Where there is smoke there is fire: plain packaging of tobacco products

Article written by: Sue Ironside    |   Wednesday 27th August 2014

In 2012, Australia became the first country in the world to legislate for plain packaging of tobacco. Cigarettes, pipe tobacco and cigar products sold in Australia must now be in plain, olive-brown packets.  Trade mark logos, colours and promotional text are removed and only the printed brand name can be displayed. 

Fast forward to the present and Australia remains the only country with plain packaging legislation.  While other countries are actively considering similar laws, the removal of intellectual property rights is creating controversy that extends far beyond Australia and the tobacco industry. 

The situation in Australia

When it became clear that plain packaging laws were on their way, members of the British American Tobacco group (BAT) and JT International SA (JTI) took Australia to court.[1]  The plaintiffs argued that the de-branding of tobacco was an unjustified acquisition of property which at the very least should be compensated and was a violation of constitutional rights.  

The court decided that an acquisition of property on other than just terms had not occurred.  Australia would have to receive a proprietary benefit for this to be the case. The court was unable to identify any such gain and, consequentially, decided that the laws and regulations merely deprived the plaintiffs’ of their property.  This was not enough to render the legislation constitutionally invalid. 

Despite Australia’s victory, plain packaging is still under fire.  Indonesia, Cuba, Honduras, Ukraine and Dominican Republic have filed a formal complaint with the World Trade Organisation (“WTO”).  These countries, who are heavily reliant on the production of tobacco, claim that the legislation contravenes international agreements that Australia is party to and restricts fair trade.  The WTO’s decision is expected in several months. 

What’s going on here at home?

The New Zealand government is waiting for the outcome of the complaint before setting anything in stone here.  However, it supports plain packaging and the Smoke-free Environments (Tobacco Standardised Packaging) Amendment Bill was introduced into Parliament late last year.  The bill “seeks to amend the Smoke-free Environments Act 1990, so as to give effect to the Government’s decision of 18 February 2013 to introduce a plain packaging regime for tobacco products in New Zealand”.[2]  It is similar to Australia’s initiatives and will tightly control the design and physical appearance of any packaging used or intended for use with tobacco products, and of the tobacco products themselves.”[3] 

If the WTO finds in favour of Australia, it is likely that the bill will be passed.  This is especially so given a recent report from Parliament’s Health Committee on the bill, wherein it states that enforcing plain packaging is a crucial advance towards better public health.  The report includes statistics from Australia that indicate a decrease in tobacco consumption as a result of the plain packaging measures. 

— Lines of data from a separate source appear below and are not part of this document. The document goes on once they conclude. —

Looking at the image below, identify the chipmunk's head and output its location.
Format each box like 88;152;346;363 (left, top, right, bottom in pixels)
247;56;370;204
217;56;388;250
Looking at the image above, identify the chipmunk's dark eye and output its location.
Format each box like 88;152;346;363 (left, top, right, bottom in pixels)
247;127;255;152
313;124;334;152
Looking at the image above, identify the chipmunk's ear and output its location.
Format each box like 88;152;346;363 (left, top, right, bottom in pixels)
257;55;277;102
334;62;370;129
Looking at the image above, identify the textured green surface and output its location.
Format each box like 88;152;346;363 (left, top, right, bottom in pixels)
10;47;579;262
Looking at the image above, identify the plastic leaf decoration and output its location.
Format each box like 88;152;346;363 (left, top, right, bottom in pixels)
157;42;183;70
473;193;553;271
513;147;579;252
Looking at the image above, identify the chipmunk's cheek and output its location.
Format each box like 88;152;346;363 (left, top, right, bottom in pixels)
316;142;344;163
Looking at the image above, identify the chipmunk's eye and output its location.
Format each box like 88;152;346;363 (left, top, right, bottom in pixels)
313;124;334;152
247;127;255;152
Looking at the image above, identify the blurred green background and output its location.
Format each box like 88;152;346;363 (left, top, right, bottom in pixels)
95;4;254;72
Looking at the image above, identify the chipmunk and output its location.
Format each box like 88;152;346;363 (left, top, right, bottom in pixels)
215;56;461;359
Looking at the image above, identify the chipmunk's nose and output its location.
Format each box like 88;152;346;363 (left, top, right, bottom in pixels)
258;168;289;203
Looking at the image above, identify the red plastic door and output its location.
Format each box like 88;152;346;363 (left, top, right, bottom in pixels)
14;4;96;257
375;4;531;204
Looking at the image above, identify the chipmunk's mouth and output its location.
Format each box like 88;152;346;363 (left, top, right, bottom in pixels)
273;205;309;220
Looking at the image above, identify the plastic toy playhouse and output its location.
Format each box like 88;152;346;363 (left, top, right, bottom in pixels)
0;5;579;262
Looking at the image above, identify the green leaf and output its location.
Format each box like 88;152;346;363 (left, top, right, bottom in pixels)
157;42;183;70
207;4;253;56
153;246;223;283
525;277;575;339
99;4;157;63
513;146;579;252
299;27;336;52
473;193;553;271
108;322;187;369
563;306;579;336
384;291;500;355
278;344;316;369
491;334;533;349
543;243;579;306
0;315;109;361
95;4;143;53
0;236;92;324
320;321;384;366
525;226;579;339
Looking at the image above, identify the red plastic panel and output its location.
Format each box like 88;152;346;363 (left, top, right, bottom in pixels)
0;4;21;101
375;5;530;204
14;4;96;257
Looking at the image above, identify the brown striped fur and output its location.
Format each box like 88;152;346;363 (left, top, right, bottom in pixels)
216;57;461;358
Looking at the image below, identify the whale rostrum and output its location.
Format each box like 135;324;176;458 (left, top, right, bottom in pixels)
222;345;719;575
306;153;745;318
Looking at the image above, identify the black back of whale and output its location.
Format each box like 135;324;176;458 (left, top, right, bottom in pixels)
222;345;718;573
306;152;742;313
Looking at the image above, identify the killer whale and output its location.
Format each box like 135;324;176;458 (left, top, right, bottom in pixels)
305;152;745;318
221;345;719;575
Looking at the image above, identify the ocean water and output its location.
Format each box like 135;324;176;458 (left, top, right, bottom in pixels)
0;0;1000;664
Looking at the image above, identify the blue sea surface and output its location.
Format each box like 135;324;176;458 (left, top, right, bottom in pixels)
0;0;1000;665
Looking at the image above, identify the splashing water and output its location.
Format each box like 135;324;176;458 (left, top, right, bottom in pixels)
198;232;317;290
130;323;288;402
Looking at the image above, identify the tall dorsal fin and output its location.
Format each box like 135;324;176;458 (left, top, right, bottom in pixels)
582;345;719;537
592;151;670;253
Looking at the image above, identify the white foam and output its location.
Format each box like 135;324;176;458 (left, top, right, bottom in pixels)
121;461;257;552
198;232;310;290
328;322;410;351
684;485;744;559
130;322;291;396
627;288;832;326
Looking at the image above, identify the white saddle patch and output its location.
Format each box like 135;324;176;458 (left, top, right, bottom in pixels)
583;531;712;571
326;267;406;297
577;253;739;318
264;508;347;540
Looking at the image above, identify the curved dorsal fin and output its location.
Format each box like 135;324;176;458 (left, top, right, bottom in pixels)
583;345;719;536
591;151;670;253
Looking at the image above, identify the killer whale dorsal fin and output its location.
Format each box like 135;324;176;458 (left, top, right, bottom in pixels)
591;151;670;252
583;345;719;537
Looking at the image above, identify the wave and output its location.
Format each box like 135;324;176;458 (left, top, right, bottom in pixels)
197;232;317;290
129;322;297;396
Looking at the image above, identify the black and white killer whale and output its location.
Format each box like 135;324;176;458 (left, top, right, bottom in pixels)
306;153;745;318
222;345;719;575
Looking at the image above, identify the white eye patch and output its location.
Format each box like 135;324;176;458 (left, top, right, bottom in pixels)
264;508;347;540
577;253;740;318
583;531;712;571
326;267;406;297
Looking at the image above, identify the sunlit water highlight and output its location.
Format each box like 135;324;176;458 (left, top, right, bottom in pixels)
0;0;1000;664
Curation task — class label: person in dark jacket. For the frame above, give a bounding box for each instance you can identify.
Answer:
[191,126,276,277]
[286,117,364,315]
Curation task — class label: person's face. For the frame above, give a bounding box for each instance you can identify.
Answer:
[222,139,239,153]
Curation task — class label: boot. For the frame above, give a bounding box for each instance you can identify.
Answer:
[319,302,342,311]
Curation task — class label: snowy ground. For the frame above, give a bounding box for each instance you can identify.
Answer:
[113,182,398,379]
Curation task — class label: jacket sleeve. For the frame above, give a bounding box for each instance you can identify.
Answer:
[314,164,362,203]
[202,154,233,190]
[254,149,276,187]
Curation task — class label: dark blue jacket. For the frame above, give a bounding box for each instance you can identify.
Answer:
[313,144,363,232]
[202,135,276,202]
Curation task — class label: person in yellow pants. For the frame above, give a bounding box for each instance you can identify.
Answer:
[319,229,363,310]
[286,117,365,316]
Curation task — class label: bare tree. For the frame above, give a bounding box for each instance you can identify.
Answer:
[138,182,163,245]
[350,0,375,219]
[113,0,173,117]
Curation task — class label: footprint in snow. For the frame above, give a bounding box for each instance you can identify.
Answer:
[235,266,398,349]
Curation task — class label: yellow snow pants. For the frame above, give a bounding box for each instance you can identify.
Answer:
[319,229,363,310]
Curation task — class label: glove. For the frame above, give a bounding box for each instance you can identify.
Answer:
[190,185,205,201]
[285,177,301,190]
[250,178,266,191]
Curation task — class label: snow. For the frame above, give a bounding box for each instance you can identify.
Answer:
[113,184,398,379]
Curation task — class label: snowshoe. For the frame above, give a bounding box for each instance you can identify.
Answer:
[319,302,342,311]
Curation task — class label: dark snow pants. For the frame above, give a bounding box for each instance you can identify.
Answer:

Not everyone is happy, however.  There are strong opponents of the bill who believe it violates fundamental concepts of personal property, the New Zealand Bill of Rights Act and various international treaties.  Purveyors of food and alcohol are also fearful that it is only a matter of time before similar reforms spread to their industries.  

Regardless of anyone’s personal stance on tobacco, plain packaging has hard hitting ramifications.  The Australian government has essentially extinguished property rights without compensation and other countries are looking to do the same. This begs the question: whose intellectual property is going to be taken away next?
 


[1]JT International SA v Commonwealth [2012] HCA 43.
[2] Smoke-free Environments (Tobacco Plain Packaging) Amendment Bill(186 – 2) at 1.
[3] Smoke-free Environments (Tobacco Plain Packaging) Amendment Bill, above n 2, at 2.